Question

If the linear momentum is increased by 50% , then kinetic energy will be increased by... *​

Answer 1

Answer:

K.E.=P²/2M,P being increased 50% =>it becomes 1.5P=>new K.E.=(1.5P)²/2M=2.25P²/2M=>2.25K.E.

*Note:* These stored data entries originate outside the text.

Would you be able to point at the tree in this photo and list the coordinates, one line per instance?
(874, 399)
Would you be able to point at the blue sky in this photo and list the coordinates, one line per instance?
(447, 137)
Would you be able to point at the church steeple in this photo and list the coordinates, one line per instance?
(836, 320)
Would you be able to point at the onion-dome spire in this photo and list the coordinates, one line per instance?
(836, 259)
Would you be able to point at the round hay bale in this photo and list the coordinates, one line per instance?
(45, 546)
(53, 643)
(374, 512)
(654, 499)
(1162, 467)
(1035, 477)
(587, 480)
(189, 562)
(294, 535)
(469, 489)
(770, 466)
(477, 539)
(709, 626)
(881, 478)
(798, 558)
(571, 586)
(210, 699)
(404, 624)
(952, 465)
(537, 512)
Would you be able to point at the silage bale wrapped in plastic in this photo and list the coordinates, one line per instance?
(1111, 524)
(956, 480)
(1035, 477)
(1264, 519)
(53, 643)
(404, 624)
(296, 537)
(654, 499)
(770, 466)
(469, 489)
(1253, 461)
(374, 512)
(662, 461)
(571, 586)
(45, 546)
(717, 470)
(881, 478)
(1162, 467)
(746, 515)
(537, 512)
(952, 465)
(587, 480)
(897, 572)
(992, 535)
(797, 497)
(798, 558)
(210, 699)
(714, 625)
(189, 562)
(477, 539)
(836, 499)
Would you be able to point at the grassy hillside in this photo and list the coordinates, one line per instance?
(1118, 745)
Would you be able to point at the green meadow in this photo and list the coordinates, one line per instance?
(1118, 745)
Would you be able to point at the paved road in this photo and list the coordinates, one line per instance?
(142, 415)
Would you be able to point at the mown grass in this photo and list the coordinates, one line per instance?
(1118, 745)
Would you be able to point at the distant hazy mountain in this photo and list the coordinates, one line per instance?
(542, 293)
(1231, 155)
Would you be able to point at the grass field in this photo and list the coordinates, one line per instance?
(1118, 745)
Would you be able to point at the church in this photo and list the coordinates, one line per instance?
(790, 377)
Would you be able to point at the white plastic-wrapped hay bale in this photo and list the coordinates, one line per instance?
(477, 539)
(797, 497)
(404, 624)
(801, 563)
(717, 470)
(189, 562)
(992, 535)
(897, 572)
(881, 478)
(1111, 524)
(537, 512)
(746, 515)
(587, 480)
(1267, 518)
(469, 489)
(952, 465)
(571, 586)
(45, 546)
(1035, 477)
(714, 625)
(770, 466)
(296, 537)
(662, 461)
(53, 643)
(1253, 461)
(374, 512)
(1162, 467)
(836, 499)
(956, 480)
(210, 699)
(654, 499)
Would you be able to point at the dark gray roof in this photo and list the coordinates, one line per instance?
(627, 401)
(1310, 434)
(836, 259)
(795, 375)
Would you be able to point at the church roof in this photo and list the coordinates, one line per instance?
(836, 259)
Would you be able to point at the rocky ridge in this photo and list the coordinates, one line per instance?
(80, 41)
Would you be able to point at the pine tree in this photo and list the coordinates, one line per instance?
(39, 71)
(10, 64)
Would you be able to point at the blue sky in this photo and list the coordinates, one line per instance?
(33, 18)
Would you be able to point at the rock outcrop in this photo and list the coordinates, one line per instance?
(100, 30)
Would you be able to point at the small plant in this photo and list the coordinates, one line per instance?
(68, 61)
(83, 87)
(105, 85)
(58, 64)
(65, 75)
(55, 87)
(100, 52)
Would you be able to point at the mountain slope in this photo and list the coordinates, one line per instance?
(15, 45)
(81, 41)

=>the KE is changed by (2.25–1)×100%=125%.Ans…

Answer 2

Given:-

• Linear momentum increased = 50%

To find:-

• Kinetic energy will be increased by?

Solution:-

If the initial momentum is $\sf p_0$

then the initial kinetic energy is $\sf k_0$ = $\sf{ \dfrac{ \sf p^{2}_0 }{2m}}$

When momentum is increased by 50%,

then the momentum become p = $\sf{ \sf p_0 + \bigg( \sf p_0 \times \dfrac{50}{100} \bigg) = \dfrac{3}{2} \sf p_0 }$

Now kinetic energy,

$\sf{ K = \dfrac{p^2}{2m} = \bigg( \dfrac{9}{4} \bigg) \times \bigg( \dfrac{ \sf p^{2}_0 }{2m} \bigg) = \dfrac{9}{4} \sf K_0 }$

Thus the percentage increased in kinetic energy = $\sf{ \dfrac{K - \sf K_0 }{ \sf K_0 } \times 100 = \bigg[ \dfrac{9}{4} - 1 \bigg]100 = 125 \%}$

Hence, Kinetic energy will be increased by 125%

$\underline{\rule{261}{2}}$